How Talentopoly is Built
Today’s post is written by my guest and fellow Indianapolis-ite, Jared Brown. I asked Jared to guest post here because he has created an application using Ruby on Rails, Heroku, and a host of other bits and services that I’ve also been using to bootstrap my new business, beautifulsavings.com which I’ll post more about in the near future. He’s done a fantastic job with Talentopoly, and he’s a developer I respect. Talentopoly is on my short-list when it comes to finding useful tidbits to expand my tech horizons. Check out my profile here.
Jared Brown is the founder of Talentopoly.com, a community for programmers, designers, and IT professionals staying current by sharing the best of what they discover online.
I wanted to take a minute to give a glimpse into the platform Talentopoly is built on. A lot of this may not be familiar to non-Rails developers.
The site is hosted on Heroku. I use it for staging as well as production. To say Heroku makes deployment easy would be an understatement. To deploy Talentopoly all it takes is a quick “git push heroku” or “git push heroku-staging”. To setup your project is also one command.
The production server consists of two dynos (Heroku’s term for a virtual server unit) for a cost of $36/mo. This setup can handle dozens of concurrent users per minute. The site regularly peaks at 50 users and doesn’t break a sweat.
Add-ons are Heroku’s way of making it easier to integrate with other services. Often times no configuration is necessary when turning on an add-on.
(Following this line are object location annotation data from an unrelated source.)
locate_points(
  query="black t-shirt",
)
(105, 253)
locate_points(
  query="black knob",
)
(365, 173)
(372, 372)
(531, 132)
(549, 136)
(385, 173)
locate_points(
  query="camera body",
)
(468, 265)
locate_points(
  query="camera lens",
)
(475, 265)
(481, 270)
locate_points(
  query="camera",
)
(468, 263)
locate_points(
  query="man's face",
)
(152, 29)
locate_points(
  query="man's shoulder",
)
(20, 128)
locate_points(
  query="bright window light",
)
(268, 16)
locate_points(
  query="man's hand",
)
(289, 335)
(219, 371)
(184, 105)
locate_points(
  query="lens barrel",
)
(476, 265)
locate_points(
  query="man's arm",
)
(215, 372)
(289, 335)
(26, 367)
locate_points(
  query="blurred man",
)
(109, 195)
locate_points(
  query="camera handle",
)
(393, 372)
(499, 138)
My staging server mirrors production. It uses the same add-ons. The WebSolr folks were nice enough to setup a free staging instance. So the staging server is free. I populate staging with production data via Heroku’s handy PostgreSQL commands.
Heroku uses nginx as the http server acting as a cache store and reverse proxy. nginx is written in C and super fast. Behind nginx are a load-balanced cluster of Thin servers (modified Mongrel servers) running the application stack. Heroku is constantly monitoring the health of the dynes and will spin up new ones to replace hung processes if necessary.
Other than Heroku non of these things are exclusive to Ruby on Rails developers. The following services help make my life easy.
Search is provided by WebSolr and the excellent Solr search engine. Search is configured on a per-model basis. Only a few lines of code are responsible for making the models searchable. It provides geospatial search as well as full text search. Unlike Sphinx Solr doesn’t rely on fragment indexes. Everything is handled transparently. When new records are added or destroyed the index is updated. WebSolr costs $20/mo. for 75k documents.
The database is a shared PostgreSQL instance on Heroku. It performs well under load. There are other options such as Amazon’s RDS but for simplicity of deployment I have stuck with Heroku’s native solution.
SendGrid handles all the outgoing email. It’s accomplished via a SMTP gateway, which saved time over using their API.
S3 handles user uploaded image assets via the awesome paperclip gem. Paperclip re-sizes and stores the images on S3.
Scribd is used to store and convert uploaded resumes. This is why Talentopoly can accept and properly display so many different file formats.
New Relic is also provided as an add-on. It’s invaluable for investigating bottlenecks. It provides a breakdown of the request stack tracing it through the database.
Chartbeat provides real-time analytics and alerts. I can see how many concurrent users I have on the site, which is useful if it’s seeming slow. Google Analytics gives me the full stats to analyze.
I haven’t had a strong need to implement an in-memory key-value store like Mongo, Memcached, or Redis yet. Though hopefully the increasing traffic on the site makes that a priority soon.
There are other great services, gems, and plug-ins I could talk about but hopefully that gives you a sense for how Talentopoly is built and what it’s like to build a Ruby on Rails app on Heroku.